Charl Schwartzel the winner
It got worse, and I confess to feeling for the young man. He finished up 10 strokes behind the eventual winner, Charl Schwartzel from South Africa. This turned out to be 50 years to the day since the first non-American, Gary Player, also from South Africa won the event.

I may not love the game, but I can appreciate the skill involved in knocking that small ball into a small hole 72 times in the least amount of strokes over four days.
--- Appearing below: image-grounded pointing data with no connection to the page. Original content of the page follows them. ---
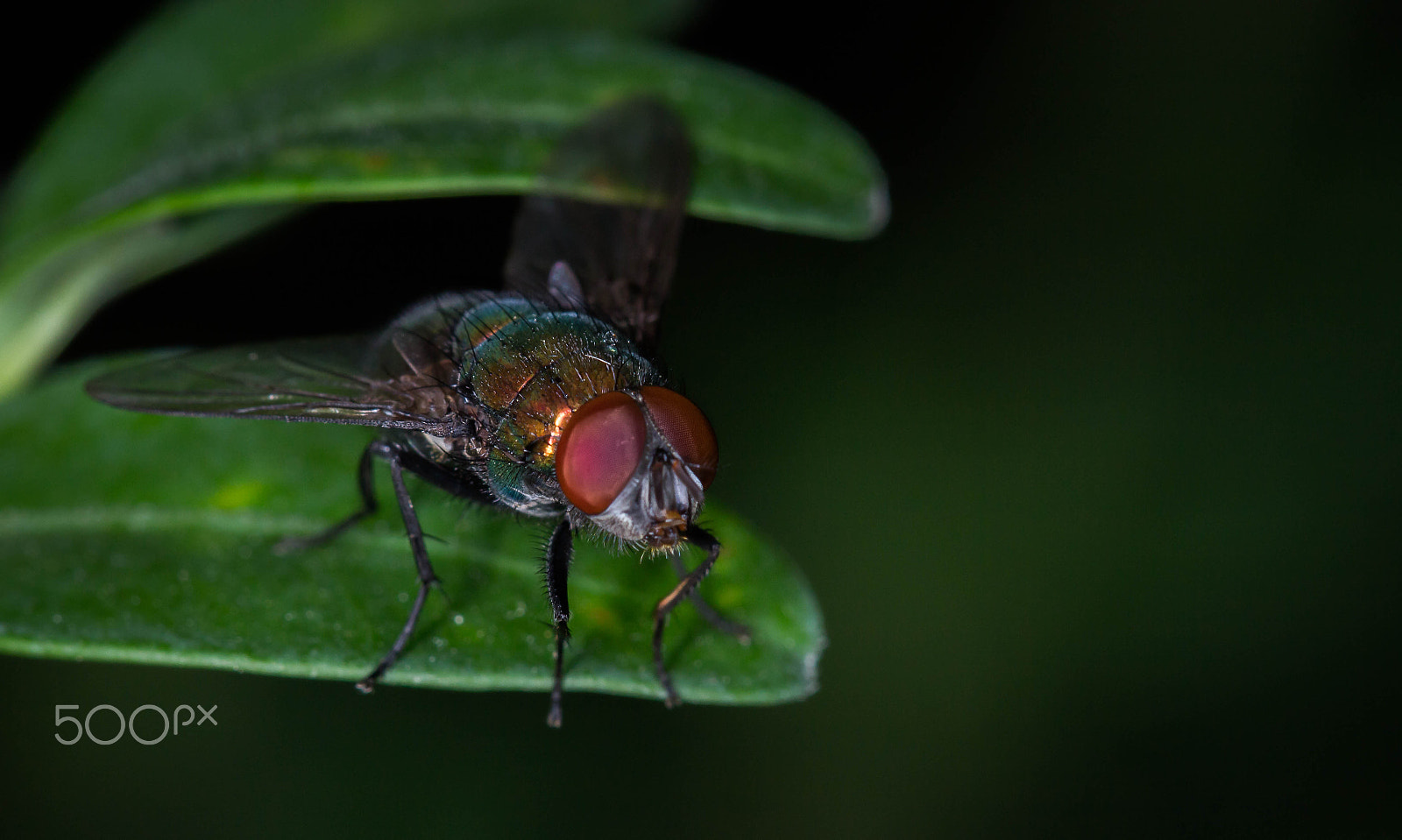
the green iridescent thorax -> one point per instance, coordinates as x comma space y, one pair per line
530, 368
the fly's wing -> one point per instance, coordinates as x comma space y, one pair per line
331, 380
621, 251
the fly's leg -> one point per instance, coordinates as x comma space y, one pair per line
701, 539
396, 456
557, 587
368, 506
707, 611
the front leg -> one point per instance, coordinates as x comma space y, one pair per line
397, 456
701, 539
557, 588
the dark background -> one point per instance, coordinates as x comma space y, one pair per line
1091, 459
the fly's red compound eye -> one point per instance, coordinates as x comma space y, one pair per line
599, 450
686, 428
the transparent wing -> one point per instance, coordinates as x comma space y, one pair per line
621, 250
336, 380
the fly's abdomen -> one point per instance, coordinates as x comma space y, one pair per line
532, 368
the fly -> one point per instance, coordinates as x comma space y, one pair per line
543, 399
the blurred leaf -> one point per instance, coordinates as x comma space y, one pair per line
133, 537
231, 109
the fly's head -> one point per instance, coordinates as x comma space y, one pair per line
637, 463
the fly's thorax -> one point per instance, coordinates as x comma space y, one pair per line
530, 368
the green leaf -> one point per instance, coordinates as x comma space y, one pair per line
132, 537
226, 114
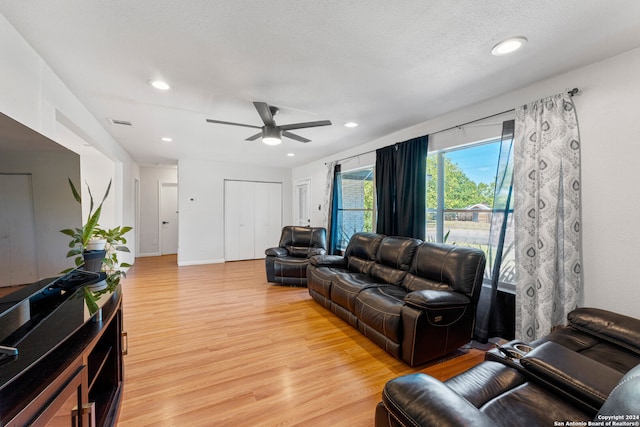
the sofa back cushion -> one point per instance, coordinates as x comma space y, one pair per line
361, 251
393, 259
440, 266
301, 241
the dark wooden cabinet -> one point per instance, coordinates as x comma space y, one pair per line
79, 381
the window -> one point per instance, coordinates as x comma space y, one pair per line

Rory was devastated, but gave an interview with dignity that spoke well of him. Tiger Woods, by comparison was anything but dignified in defeat. Come on Mr Woods, you can't win everything. Charl (as I like to call him, because that's his name) deserved to win, and to get his own green jacket.

The event was no doubt a joy to all those who were present, and to millions watching on TV. For me, the game was fine, but I couldn't get out of my mind that the Augusta National Golf Club is everything that I detest in life. It is an elitist private members club that was established in 1933. It only has about 300 members at any one time. Fees are said to be low (though 10,000 dollars a year is beyond the reach of many, but the poor will never get an invite anyway). Membership is strictly by invitation; there is no application process. After years of criticism for being exclusive and discriminatory, it only accepted its first black member in 1990. Women are still not allowed to be members, and even this year a female journalist was prohibited from joining others in the traditional locker room interviews - Augusta did later apologise for this, saying it was down to an over zealous security guard.

The US Open is always held at Augusta, so exclusive and discriminatory admissions continue to be tolerated. I'm sorry, it may be a great event, but sometimes there are more important things in life than sport.

So, I've watched two nationals, but are they grand? Not for me.